By AJAY PUNJABI posted Wed April 01, 2020 06:20 AM

  
Co-authored by Ron Williams.

Why is relevance scoring critical to threat management?


D
eciphering which threats are most relevant to an organization is one of the biggest challenges that analysts face daily. Multiple threats rated as 'HIGH' inundate security operations center (SOC) analysts by filling their investigative queue. Alternatively, analysts too often find, after the fact, that threats that were classified as  'LOW' or unrated are more deserving of their time and effort. 


Challenges to solving this problem

Analysts use various standard and ad-hoc models to characterize a particular threat. They may score or rank a threat in order to indicate a confidence in its conclusions, relevance to a particular situation or use case, or other potential impact to the target. Threat intelligence is often accompanied by similar sets or measures and categories, like the category of the threat, such as Botnet Command and Control, Malware Servers, or Phishing URLs; confidence ratings (0-100%); and one or more component scores like the Common Vulnerability Scoring System. 

A key problem faced by analysts is contextualization, the process of making threat intelligence relevant to my organization. An analyst is charged with sorting whether a given event is relevant  to their organization. If so, they assess the relative impact, collect and demonstrate how the evidence supports the conclusions, produce and deliver a report to their organization, and investigate the next one. 

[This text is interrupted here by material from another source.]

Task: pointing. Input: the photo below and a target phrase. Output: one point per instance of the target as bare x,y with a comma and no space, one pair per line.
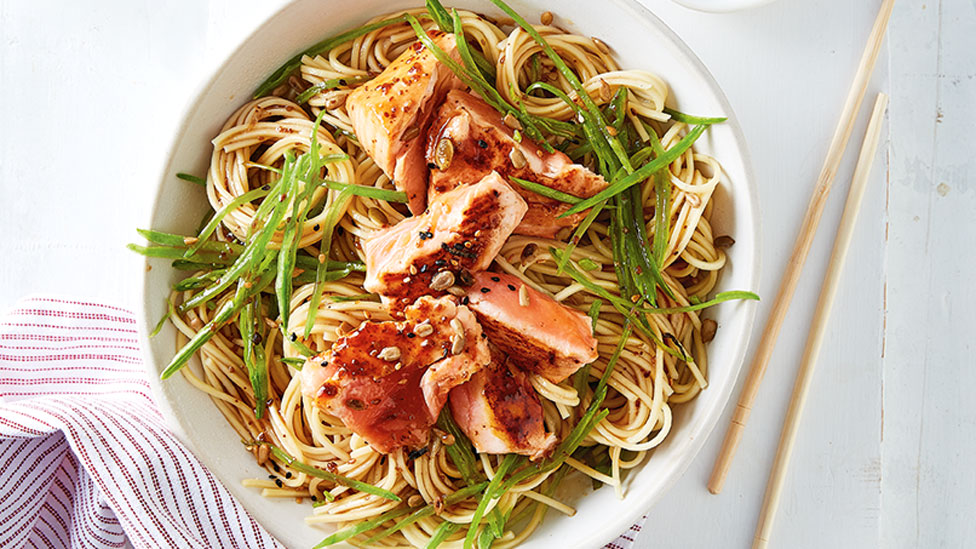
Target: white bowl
722,5
641,41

Analysts spend a significant amount of time correlating multiple data sources to make decisions in the SOC. Getting to relevant threats is the key challenge. Without contextual relevance, organizational leaders are unable to accurately assess the impact to their organization, leading to misappropriation of resources to address the most relevant threats.  

Threat scores may indicate confidence and the potential impact of a threat globally. Threat scores may be human, algorithmic, or both. The key challenge for the analyst is correlating the properties of the scored indicators with the private indicators in their infrastructure. Analysts need to see threat scores in context of their own individual situation, and in turn prioritize which threats are most relevant to them. 

The problem is not getting smaller. Analysts are racing against time to analyze all their events and prioritize threats for monitoring. Analyst resources are scarce and malicious activity is growing daily. Analysts are drowning in a sea of threat intelligence and telemetry and frequently left to make sub-optimal assessments of risks.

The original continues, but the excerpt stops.